We shall now proceed to shew some of the reasons which moved us to object as we did.

1. We observed that the Governor (notwithstanding former Assemblys had strenuously insisted on and asserted the People's right in this particular, and had had it allowed them, as we shall shew hereafter) proceeded to divide old and erect new Precincts with a very small number of the Council consenting thereunto; as at the dividing Hanover, erecting Bladen Precinct out of it; at the dividing Bertie adding part thereof to Edgcombe Precinct, there were only three Councillors consenting thereunto, vizt Mr Halton Mr Lovick and Mr Gale one of which it is well known was introduced into Council contrary to His Majesty's Instructions to His Excellency there being seven others then in the Government.

2. We observe that before the aforementioned Division, Bertie and Hanover Precincts had been divided by the Governor and Council in the same manner.
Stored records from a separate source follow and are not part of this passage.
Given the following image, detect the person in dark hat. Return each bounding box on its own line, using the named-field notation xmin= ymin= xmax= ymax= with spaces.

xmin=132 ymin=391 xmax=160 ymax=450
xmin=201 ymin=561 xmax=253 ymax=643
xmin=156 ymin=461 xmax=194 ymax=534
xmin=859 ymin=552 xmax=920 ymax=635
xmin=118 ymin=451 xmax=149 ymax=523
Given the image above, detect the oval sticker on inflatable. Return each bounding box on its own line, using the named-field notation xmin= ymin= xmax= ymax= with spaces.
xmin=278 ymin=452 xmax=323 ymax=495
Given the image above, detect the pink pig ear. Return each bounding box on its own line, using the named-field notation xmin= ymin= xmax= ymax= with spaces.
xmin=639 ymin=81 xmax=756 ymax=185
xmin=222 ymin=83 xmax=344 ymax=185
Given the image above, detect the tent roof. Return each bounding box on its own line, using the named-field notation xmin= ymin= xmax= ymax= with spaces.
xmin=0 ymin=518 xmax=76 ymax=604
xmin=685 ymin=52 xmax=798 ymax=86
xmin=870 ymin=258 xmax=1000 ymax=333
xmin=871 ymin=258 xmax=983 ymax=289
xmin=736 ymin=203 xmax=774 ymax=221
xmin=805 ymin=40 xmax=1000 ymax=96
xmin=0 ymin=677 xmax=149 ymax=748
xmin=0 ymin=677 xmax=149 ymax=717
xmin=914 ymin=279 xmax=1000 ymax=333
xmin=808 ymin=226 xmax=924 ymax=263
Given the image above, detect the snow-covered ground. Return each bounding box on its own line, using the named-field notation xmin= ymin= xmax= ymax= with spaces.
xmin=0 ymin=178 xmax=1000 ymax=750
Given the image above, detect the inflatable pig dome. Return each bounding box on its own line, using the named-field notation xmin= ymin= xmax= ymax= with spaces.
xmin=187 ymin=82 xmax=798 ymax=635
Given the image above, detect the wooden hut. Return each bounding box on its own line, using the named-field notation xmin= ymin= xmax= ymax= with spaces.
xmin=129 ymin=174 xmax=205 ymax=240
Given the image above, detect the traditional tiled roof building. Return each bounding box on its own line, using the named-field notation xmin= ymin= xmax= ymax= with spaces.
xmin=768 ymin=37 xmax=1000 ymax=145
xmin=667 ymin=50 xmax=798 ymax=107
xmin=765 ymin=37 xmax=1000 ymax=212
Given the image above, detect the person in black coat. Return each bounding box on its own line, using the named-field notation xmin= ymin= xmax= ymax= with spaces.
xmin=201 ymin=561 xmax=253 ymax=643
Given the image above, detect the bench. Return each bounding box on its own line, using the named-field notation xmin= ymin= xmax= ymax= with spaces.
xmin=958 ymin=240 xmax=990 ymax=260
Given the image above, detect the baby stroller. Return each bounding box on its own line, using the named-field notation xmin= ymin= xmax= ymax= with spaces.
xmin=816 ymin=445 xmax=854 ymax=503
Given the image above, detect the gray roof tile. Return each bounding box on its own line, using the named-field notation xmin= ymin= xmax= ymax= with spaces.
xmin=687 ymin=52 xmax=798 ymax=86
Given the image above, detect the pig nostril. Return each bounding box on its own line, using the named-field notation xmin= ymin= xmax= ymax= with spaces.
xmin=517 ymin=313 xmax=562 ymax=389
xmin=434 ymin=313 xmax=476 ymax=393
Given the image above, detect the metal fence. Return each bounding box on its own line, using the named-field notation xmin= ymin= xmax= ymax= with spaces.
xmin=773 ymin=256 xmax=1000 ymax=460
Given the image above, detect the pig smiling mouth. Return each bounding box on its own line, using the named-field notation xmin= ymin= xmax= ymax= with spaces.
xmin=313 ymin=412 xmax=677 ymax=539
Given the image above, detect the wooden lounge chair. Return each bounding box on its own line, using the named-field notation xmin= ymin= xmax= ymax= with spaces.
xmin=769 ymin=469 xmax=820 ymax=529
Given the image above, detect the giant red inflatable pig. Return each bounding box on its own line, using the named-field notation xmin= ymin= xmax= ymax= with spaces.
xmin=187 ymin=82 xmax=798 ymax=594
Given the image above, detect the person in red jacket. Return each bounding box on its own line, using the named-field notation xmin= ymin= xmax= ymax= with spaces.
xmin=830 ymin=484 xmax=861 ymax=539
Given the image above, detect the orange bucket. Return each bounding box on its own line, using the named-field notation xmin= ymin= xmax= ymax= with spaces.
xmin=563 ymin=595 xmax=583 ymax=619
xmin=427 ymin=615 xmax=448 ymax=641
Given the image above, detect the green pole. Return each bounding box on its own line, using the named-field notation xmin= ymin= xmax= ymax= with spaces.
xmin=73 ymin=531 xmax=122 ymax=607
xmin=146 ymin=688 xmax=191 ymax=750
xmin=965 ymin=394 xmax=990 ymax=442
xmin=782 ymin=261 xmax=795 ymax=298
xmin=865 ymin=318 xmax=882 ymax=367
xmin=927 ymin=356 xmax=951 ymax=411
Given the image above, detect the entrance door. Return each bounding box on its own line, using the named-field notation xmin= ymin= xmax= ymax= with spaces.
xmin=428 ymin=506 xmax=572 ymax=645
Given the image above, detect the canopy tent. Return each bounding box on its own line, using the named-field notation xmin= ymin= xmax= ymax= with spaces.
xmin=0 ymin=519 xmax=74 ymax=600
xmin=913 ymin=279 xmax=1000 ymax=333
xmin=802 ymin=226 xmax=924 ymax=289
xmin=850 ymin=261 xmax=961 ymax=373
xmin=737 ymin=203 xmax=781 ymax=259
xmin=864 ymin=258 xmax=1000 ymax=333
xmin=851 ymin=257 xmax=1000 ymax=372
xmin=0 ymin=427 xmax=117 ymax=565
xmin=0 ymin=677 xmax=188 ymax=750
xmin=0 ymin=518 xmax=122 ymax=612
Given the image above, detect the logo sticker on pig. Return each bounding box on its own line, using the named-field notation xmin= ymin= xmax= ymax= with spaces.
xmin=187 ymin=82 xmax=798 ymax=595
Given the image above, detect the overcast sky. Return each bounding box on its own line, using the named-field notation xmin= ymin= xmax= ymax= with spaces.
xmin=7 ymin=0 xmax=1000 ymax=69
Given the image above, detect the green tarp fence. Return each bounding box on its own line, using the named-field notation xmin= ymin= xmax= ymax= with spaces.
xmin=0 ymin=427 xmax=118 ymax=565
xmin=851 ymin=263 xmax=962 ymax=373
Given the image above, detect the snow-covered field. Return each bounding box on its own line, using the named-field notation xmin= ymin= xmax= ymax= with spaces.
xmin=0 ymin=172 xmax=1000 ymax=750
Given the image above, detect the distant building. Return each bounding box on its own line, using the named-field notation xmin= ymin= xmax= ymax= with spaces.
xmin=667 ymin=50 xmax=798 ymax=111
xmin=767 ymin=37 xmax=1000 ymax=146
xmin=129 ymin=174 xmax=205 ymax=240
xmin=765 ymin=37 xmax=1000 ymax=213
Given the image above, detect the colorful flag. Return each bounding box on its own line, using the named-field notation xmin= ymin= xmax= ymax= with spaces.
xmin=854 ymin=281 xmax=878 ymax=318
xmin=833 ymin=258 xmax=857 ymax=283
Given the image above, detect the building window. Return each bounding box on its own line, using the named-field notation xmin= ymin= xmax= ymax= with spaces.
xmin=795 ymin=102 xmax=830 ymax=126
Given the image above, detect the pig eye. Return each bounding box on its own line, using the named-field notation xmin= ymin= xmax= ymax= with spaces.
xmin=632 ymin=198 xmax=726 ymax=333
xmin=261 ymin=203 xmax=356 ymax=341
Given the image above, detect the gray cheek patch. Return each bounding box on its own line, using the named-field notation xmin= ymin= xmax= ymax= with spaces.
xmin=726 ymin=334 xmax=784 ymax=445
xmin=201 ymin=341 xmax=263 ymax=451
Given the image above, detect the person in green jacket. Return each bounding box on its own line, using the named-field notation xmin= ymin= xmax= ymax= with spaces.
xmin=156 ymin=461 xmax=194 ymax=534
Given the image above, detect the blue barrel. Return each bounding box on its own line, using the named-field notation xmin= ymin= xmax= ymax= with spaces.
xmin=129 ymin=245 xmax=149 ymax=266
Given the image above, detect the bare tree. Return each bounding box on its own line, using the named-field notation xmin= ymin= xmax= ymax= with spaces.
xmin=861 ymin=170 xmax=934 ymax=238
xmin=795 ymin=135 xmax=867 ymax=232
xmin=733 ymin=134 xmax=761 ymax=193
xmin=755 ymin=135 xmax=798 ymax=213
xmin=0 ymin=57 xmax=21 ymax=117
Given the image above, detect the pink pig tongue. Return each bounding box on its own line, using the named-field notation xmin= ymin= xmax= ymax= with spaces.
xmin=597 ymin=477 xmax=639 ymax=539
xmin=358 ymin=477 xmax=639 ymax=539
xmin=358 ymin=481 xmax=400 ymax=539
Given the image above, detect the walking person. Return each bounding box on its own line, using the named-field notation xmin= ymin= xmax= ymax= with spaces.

We could not see any reason or necessity for such Divisions for (for instance,) in Bladen Precinct there are not (we think) above three Freeholders vizt Mr Nal Moor, Mr Tho. Jones and Mr Richd Singletery inhabiting, and not above perhaps thirty Families, including the Freeholders; Now as his Excellency pursuant to His Majesty's Instructions, has directed the writs to issue for Freeholders only to elect, then of those three, two are to stand candidates and the third to elect them. The case is much the same as to Onslow Precinct in which (we are pretty confident) there are very few more Freeholders, (and those chiefly taken from Carteret Precinct,) inhabiting: where then is the necessity of these divisions? these new appointments?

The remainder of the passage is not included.